By John Rosenthal and David Hogg
The Supreme Court Decision issued today strikes down the New York law that required “proper cause” to carry a loaded concealed firearm in public. This is a devastating ruling for New York and gun violence prevention as a whole. Data, research, and common sense prove that strong gun laws save lives. States with strong gun laws have lower gun death rates, and opening the door for more people to carry firearms in high-density urban areas will result in more lost lives.
That said, we believe the court has left the Massachusetts firearm licensing process intact.
Massachusetts has had a strong firearm licensing scheme in place since the nineties. Under our licensing scheme, individuals must receive training before applying to their police chief for a license to carry a firearm outside the home. The local police chief then does a comprehensive background check on the individual and only denies the applicant when the individual is shown to lack “suitability” for carrying a concealed firearm in public.

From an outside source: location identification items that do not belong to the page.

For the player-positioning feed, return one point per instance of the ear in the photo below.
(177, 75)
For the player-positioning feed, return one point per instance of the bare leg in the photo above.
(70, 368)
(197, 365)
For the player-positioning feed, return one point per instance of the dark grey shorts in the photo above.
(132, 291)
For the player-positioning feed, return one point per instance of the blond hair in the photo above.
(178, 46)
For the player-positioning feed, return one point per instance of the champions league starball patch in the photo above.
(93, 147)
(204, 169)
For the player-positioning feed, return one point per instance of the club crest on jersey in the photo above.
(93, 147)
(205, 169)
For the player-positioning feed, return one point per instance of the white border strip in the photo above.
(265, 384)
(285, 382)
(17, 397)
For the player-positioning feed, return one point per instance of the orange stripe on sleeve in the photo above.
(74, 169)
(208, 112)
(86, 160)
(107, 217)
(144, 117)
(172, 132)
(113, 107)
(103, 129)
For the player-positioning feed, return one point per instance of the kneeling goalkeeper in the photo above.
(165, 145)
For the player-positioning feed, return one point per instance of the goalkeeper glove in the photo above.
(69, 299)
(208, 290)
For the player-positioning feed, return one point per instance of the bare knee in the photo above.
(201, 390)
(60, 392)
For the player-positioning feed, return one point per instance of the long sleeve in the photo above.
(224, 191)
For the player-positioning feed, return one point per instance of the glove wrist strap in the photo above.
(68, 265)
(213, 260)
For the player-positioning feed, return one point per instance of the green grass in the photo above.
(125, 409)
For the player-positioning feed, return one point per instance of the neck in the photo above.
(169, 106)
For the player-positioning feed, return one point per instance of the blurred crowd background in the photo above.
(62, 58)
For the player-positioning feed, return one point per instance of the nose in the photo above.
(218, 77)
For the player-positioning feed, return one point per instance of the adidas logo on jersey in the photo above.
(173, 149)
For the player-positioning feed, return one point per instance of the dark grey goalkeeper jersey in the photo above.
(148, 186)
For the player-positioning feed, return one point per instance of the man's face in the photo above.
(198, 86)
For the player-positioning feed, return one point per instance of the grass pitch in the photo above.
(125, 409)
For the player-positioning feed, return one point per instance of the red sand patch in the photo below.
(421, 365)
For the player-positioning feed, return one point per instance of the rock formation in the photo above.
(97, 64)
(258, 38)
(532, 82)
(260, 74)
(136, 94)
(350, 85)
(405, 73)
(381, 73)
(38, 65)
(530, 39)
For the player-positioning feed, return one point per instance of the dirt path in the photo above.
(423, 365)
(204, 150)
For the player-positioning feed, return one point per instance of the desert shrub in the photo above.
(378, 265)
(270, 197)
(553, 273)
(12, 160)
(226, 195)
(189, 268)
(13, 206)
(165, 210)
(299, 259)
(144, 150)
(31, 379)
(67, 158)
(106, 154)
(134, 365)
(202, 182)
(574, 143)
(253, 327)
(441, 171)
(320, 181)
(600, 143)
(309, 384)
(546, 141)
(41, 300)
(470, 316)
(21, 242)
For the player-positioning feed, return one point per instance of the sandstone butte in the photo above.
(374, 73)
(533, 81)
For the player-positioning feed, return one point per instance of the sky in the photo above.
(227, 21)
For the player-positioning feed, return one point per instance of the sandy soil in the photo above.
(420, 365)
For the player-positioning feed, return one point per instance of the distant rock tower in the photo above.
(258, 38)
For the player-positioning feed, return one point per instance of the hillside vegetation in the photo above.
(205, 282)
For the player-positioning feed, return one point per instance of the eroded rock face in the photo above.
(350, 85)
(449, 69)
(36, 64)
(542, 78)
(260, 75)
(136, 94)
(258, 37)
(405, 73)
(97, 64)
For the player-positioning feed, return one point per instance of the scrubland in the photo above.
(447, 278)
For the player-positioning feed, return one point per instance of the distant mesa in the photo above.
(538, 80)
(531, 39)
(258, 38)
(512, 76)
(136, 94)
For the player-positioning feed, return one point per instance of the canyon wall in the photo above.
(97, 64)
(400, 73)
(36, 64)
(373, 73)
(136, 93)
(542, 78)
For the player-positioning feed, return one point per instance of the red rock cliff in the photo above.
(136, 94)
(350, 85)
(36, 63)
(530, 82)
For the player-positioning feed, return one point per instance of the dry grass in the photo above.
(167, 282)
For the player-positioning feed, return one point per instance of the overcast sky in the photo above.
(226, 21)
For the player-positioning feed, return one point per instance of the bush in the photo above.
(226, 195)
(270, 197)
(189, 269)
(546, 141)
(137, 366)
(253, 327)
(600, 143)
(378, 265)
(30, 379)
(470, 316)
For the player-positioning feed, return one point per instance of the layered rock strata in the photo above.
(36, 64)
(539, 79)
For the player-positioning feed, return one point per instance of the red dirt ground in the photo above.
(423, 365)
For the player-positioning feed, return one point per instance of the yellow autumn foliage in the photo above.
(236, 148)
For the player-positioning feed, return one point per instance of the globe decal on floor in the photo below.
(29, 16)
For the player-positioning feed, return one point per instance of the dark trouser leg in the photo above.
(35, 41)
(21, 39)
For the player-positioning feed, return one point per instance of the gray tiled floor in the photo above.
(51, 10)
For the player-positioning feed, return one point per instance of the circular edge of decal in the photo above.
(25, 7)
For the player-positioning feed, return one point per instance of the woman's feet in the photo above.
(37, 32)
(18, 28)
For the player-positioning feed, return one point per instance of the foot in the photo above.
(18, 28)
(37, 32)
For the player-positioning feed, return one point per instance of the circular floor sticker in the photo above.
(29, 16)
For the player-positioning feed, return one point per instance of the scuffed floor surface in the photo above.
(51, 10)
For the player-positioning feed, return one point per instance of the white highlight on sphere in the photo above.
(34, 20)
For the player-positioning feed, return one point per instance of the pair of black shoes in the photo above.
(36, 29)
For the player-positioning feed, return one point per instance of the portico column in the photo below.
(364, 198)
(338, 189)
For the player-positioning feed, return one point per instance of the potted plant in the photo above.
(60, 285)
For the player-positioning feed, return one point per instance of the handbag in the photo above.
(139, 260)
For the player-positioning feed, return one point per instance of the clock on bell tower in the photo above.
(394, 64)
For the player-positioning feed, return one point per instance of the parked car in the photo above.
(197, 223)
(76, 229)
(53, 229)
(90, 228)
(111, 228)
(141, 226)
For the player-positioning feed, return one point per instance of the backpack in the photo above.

Massachusetts chiefs have limited discretion and take their firearm licensing decision responsibility very seriously. Only three percent of concealed carry applicants in Massachusetts are denied a license. From the conversations we have had with Police Chiefs in the Commonwealth, we know that in situations where applicants are denied a license there are known risk factors that concern the chief. For example, one case made national news when a police chief denied a license because the police had been called to the individual’s home multiple times for domestic violence. The applicant later stole a firearm from a friend and killed his 6-year-old son.
We believe the Massachusetts law is fundamentally different than the struck down New York law. While both laws give police some discretion in issuing firearm licenses, the discretion in the New York law was based on the applicant’s stated reason for carrying a firearm outside the home. Meanwhile the licensing discretion in the Massachusetts law is based on the applicant’s suitability to carry a firearm.
We firmly believe that individuals should not be leaving the house armed to the hilt and ready to engage in gun battle on our streets. That said, Massachusetts gun licensing laws are focused on keeping guns out of the hands of dangerous people with a known history of violence, not dictating their purpose for owning a firearm. Similar to the way we regulate dangerous drivers without considering their purpose for driving. In Massachusetts, we regulate guns like cars and have mandatory background checks, safety training, and renewable licensing. These laws have withstood challenges multiple times and have helped urban Massachusetts become the national leader for gun violence prevention, without banning guns other than military assault weapons and cheap guns without safety features.
We do not believe that the New York decision changes anything for our effective and proven gun safety laws and regulations. Others on the Court including Justices Kavanaugh and Justice Alito seem to agree. Justice Alito, writing a concurrence for the Court, points out the narrow nature of the opinion. He says “Our holding decides nothing about who may lawfully possess a firearm or the requirements that must be met to buy a gun.” The Massachusetts suitability standard is essentially an “objective standard” requirement that must be met to buy a gun.
Justice Alito goes on to say “Nor does it decide anything about the kinds of weapons that people may possess. Nor have we disturbed anything that we said in Heller or McDonald v. Chicago, 561 U. S. 742 (2010), about restrictions that may be imposed on the possession or carrying of guns.” The Court’s opinion clearly does not strike down other cornerstones of our laws – our bans on dangerous weapons like assault weapons, high-capacity magazines and bump stocks and our domestic violence prohibitions. In fact, even though the case rules that states may not use discretion based on an individual’s purpose for carrying the firearm in issuing licenses, they have explicitly reserved the right of states to create and maintain sensitive places where firearms cannot be carried.
But will they end there?
In 2020, the Court ruled that a challenge by these same plaintiffs to another New York law was moot. Two years later, the Court’s ideology has shifted even further to the right and we have received this harmful, yet narrow, decision.
For now, we are still protected by the strong gun laws we have fought so hard for, but we will not stop fighting to improve and strengthen our laws. We must continue to build on the successful framework of laws that Massachusetts’ leadership has championed on a bipartisan basis and replicate these laws around the Country while we prepare for the next gun lobby challenge.